Migrants subsahariens en détresse

Parvenus au nord du royaume après avoir traversé le Sahara algérien, ils sont des milliers à tenter de passer en Europe. On les refoule vers l’Algérie, ils reviennent…

Publié le 14 février 2005 Lecture : 4 minutes.

Chaque jour ou presque, le détroit de Gibraltar engloutit ses morts. Ils sont près de six cents à y être disparus en 2004. Parmi eux, beaucoup de Subsahariens qui, dans l’attente d’un passage, vivent terrés dans les forêts du nord du Maroc, à quelques kilomètres des enclaves espagnoles de Ceuta et Melilla. Qui sont-ils ? Comment vivent-ils ? La Cimade, association au service des réfugiés et des étrangers en France et dans les pays du Sud, ainsi que la Plate-forme migrants, un collectif associatif international, ont enquêté un mois durant dans ces « camps » informels. Elles publient un rapport alarmant sur la situation de ces populations en transit, maltraitées tant du côté espagnol que marocain (passages à tabac, humiliations, rafles, refoulements en contravention de la légalité internationale…).
Originaires du Nigeria, du Mali, du Cameroun, du Sénégal, de la Guinée, du Liberia, de la Côte d’Ivoire, du Ghana et du Burkina, entre 1 500 et 2 500 clandestins sont réfugiés à Gourougou, dans la forêt qui surplombe Nador, près de Ceuta, et à Belyounech, dans les bois proches de Melilla. S’abritant tant bien que mal dans des cabanes faites de bois, de carton et de plastique, ils y restent souvent quelques mois, voire plusieurs années (55 % d’entre eux sont là depuis plus de six mois). Ce sont en majorité des hommes jeunes (42 % ont entre 26 et 30 ans) et éduqués (38 % ont au moins le bac et 24 % ont suivi des études supérieures ; seuls 10 % n’ont jamais été scolarisés). Certains (libériens, ivoiriens…) répondent aux critères des demandeurs d’asile, mais la plupart sont partis pour assurer leur survie et celle de leur famille.
Pour arriver au Maroc, ils ont mis quinze mois en moyenne. 82 % d’entre eux sont entrés par Oujda après avoir traversé le désert qui sépare le Mali ou le Niger de l’Algérie, au péril de leur vie. « Entre le Niger et l’Algérie, nous avons vu un camion, probablement tombé en panne, avec des personnes mortes dessus et dedans, raconte un Camerounais de 23 ans.

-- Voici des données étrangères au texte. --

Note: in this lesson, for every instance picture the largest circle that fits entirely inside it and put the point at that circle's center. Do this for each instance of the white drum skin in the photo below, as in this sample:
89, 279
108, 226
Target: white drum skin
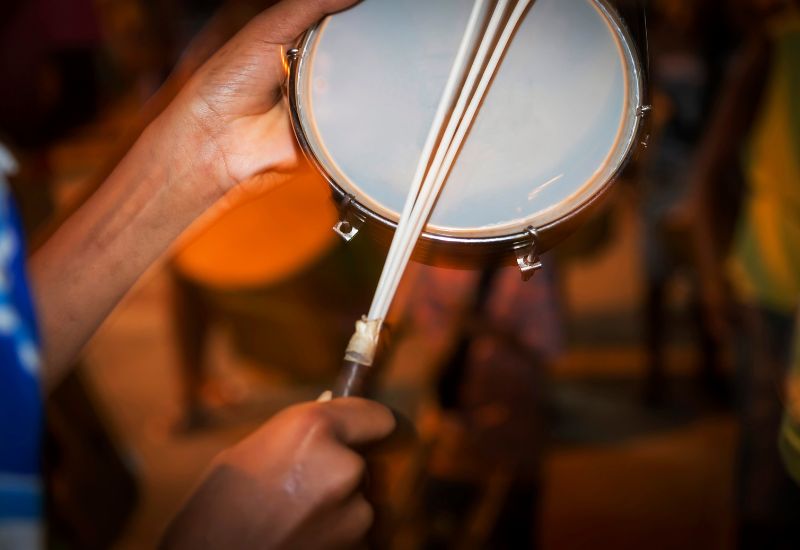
557, 125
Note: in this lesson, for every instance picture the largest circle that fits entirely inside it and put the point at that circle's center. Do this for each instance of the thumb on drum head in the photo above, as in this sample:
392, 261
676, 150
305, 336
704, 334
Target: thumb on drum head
286, 20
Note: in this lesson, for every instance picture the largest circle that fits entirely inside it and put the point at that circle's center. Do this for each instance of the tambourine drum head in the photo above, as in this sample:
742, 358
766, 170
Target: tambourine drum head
557, 124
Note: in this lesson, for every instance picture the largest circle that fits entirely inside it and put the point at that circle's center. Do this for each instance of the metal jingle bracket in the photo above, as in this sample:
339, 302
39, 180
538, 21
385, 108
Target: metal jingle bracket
350, 223
528, 258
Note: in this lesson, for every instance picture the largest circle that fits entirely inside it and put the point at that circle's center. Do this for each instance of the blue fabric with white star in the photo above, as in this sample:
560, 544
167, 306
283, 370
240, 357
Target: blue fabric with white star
20, 399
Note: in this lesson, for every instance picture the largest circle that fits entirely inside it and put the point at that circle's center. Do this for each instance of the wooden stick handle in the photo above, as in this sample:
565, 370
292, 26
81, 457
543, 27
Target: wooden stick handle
353, 380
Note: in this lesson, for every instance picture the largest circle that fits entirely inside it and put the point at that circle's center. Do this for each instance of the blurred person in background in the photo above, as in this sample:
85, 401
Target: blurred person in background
757, 266
497, 338
790, 433
683, 42
294, 483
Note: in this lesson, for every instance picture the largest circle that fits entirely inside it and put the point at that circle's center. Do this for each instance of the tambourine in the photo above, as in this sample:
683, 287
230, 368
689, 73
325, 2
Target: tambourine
563, 115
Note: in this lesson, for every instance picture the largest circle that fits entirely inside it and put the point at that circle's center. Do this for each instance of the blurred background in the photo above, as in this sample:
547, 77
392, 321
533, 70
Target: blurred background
627, 397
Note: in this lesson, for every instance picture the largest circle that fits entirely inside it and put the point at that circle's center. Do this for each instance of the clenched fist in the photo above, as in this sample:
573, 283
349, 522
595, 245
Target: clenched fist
295, 483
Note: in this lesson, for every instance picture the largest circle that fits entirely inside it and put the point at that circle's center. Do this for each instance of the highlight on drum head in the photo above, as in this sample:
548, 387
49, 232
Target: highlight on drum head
556, 126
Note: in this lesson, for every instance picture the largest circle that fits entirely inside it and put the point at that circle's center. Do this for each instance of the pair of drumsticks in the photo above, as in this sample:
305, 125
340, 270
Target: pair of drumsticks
439, 154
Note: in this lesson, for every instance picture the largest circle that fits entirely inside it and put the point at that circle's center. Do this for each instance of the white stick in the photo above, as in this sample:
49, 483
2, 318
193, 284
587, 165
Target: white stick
387, 287
445, 103
433, 185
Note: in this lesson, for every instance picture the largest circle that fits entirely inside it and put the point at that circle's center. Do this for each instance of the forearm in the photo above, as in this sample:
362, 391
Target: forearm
89, 264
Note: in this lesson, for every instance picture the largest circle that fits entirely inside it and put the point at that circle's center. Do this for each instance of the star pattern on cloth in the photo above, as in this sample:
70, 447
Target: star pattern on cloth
11, 325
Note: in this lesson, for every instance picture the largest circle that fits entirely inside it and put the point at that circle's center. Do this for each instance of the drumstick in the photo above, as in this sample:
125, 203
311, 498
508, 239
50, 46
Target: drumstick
448, 96
432, 187
405, 233
361, 348
363, 344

Certains étaient des Nigérians, ils avaient posé leur passeport sur leur poitrine. Ensuite, nous avons vu d’autres corps sur le chemin, ils avaient essayé de continuer à pied. Puis c’était notre tour de tomber en panne. Nous avons marché pendant dix jours avant que l’on vienne nous secourir et avons survécu grâce à nos urines. Nous sommes partis à vingt, dix sont morts dans le désert. »

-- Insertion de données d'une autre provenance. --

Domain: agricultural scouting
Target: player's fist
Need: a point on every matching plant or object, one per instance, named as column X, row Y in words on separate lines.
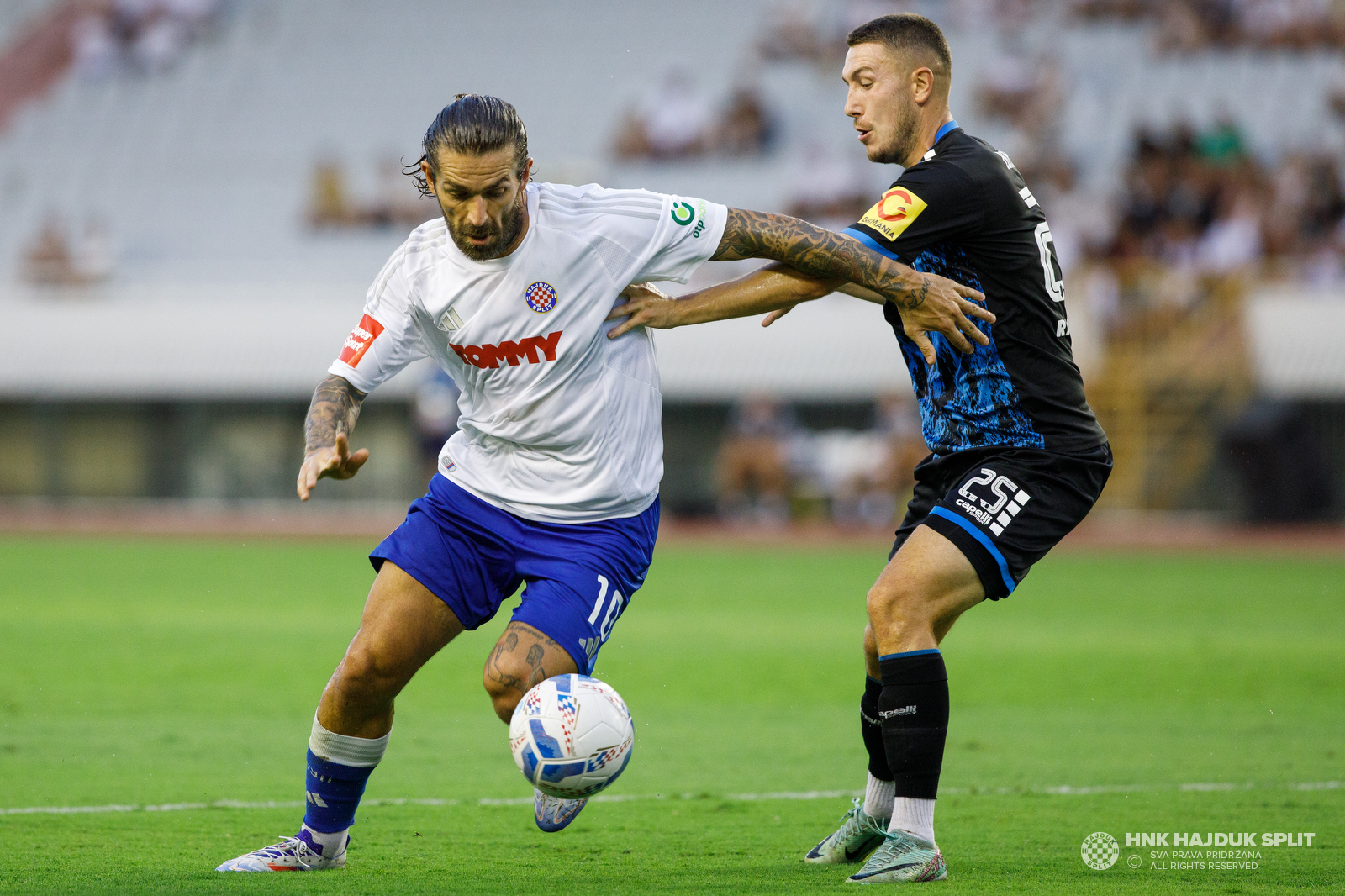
column 334, row 461
column 646, row 306
column 943, row 306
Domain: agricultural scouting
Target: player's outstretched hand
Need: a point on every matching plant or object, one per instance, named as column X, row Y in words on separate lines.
column 335, row 461
column 943, row 306
column 775, row 315
column 646, row 306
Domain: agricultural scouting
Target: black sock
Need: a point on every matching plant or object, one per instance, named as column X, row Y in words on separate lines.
column 914, row 712
column 872, row 730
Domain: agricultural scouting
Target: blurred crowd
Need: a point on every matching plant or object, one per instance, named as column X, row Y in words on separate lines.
column 392, row 201
column 674, row 120
column 143, row 37
column 1196, row 208
column 770, row 468
column 1184, row 26
column 64, row 256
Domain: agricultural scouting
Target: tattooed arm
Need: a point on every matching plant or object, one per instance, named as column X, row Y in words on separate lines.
column 331, row 417
column 813, row 262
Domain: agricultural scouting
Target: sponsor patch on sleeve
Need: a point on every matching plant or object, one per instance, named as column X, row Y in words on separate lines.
column 894, row 213
column 360, row 340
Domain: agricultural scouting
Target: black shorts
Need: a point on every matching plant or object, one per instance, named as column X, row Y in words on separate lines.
column 1005, row 508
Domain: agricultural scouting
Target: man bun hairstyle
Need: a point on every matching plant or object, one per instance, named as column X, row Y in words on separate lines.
column 472, row 124
column 907, row 33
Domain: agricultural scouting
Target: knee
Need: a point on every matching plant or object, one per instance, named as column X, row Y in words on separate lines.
column 504, row 688
column 367, row 676
column 871, row 654
column 891, row 598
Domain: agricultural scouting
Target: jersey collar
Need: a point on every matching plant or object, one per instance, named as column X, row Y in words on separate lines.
column 943, row 132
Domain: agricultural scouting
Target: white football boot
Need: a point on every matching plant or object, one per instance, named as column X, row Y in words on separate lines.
column 903, row 858
column 553, row 813
column 291, row 853
column 856, row 838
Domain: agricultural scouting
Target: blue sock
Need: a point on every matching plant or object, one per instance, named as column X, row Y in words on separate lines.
column 334, row 791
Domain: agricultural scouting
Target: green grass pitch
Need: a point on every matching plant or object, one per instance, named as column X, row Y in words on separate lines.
column 145, row 673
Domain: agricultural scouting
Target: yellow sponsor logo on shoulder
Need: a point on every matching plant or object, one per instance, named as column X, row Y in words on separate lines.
column 894, row 213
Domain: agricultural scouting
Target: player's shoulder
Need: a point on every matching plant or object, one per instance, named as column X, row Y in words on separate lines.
column 959, row 161
column 589, row 205
column 420, row 252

« C’est au fil du voyage que certains font parfois appel à des « guides », explique Anne-Sophie Wender, auteur du rapport. Ils paient au fur et à mesure de leurs déplacements, s’arrêtent, travaillent puis continuent leur route. La plupart d’entre eux n’ont aucune idée des difficultés qui les attendent et encore moins des politiques migratoires européennes. »
C’est justement parce qu’ils sont totalement démunis et aux abois qu’ils échouent à Gourougou et à Belyounech. Jusqu’à très récemment, ils tentaient alors « l’attaque des grillages » qui encerclent les enclaves. « Mais, en octobre, les Espagnols ont doublé la hauteur des grillages, de trois à six mètres, explique Hicham Rachidi, cofondateur de l’Association marocaine des amis et familles victimes de l’immigration clandestine [AFVIC] et coordonnateur de la Plate-forme migrants. Depuis, c’est impossible de passer. »

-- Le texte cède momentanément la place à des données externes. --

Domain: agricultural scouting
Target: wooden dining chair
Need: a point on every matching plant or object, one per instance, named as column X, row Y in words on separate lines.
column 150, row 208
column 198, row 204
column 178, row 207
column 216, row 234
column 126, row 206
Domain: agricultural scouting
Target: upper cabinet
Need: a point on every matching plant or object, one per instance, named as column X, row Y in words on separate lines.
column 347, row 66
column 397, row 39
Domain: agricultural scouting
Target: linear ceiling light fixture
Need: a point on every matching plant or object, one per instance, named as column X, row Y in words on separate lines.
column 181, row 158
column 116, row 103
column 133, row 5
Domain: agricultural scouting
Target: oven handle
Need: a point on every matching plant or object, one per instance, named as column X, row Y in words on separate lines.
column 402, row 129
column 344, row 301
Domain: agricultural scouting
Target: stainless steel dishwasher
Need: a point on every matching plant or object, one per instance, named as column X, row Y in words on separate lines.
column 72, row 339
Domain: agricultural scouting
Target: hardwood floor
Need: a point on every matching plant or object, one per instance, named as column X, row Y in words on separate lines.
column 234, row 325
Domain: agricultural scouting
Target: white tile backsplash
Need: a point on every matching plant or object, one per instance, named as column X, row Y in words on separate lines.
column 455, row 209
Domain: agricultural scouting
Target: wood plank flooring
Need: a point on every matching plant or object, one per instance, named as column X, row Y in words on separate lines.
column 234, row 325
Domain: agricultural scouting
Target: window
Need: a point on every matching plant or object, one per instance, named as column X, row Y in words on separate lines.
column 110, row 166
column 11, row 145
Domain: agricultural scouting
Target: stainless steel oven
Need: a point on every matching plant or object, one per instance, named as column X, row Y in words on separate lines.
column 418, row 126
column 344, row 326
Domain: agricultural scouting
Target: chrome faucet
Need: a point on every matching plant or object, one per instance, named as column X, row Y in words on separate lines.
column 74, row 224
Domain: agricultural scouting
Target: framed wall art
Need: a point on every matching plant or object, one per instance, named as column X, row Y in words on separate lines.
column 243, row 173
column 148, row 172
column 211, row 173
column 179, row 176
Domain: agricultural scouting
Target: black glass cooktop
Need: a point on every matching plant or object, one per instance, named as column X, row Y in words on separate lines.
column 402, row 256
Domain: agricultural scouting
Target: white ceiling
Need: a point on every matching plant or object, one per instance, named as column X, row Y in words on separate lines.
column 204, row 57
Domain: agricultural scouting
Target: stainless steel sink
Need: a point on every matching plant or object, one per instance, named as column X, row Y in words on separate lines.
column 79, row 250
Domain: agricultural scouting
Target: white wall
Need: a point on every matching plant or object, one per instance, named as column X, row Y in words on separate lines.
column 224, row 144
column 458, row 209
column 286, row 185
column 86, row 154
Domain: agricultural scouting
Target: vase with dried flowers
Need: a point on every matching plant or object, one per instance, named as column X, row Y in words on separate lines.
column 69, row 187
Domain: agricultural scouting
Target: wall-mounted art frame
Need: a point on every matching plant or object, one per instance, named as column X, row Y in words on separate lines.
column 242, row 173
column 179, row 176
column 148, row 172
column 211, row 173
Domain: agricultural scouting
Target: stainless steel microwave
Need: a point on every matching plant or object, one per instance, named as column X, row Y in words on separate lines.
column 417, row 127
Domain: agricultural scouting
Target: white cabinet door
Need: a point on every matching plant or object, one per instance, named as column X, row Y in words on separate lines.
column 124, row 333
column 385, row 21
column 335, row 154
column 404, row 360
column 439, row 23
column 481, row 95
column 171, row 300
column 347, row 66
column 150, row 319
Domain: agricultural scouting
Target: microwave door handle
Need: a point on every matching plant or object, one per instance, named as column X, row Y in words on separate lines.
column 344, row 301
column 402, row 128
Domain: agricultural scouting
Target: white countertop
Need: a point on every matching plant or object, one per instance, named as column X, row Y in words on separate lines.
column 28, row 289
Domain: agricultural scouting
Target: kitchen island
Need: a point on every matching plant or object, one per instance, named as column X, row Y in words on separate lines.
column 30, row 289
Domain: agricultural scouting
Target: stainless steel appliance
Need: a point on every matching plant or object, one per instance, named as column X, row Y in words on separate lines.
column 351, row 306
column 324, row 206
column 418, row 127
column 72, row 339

Désormais, les camions et les pateras sont les seules options. En tout cas pour ceux qui peuvent payer. La traversée de Laayoune aux Canaries coûte environ 800 euros à un Marocain et 1 500 euros à un Subsaharien. En renforçant la surveillance électronique du détroit de Gibraltar, on n’a fait que déplacer le problème plus au Sud, dénoncent les associations. Les candidats à l’exil sont toujours là, mais ils se lancent dans des parcours plus dangereux.
Mi-janvier, les Marocains ont décidé de raser le camp de Gourougou. « L’opération de ratissage a débuté quelques jours avant la visite du roi espagnol Juan Carlos au Maroc. Les cabanes ont été détruites et tous les migrants ont été refoulés vers l’Algérie », explique Hicham Rachidi. Pour autant, le problème n’est pas réglé. Plus de la moitié des personnes interrogées lors de l’enquête ont dit avoir été refoulées au moins une fois vers la frontière algérienne, à Oujda, et certains jusqu’à sept fois (50 000 clandestins ont été interceptés en 2004 à Ceuta et Melilla). Tous sont revenus au Maroc. Comme ce Sénégalais de 33 ans qui raconte qu’« à la frontière les militaires algériens nous disaient de ne pas entrer et les Marocains de ne pas revenir. Alors on s’est assis au milieu jusqu’à la nuit, et on est rentrés quand les policiers marocains étaient partis ». Ensuite, ils ont parcouru à pied les 500 km qui les séparaient de Belyounech, en tentant d’échapper aux policiers et aux pillards.
Pour eux comme pour tous les autres, les sacrifices consentis ont été trop lourds, et l’Europe est trop proche pour abandonner. « Malgré toutes les difficultés et les humiliations rencontrées, peu de migrants émettent des regrets, précise Anne-Sophie Wender. Presque tous ont le sentiment que, de toute manière, ils n’avaient pas le choix. »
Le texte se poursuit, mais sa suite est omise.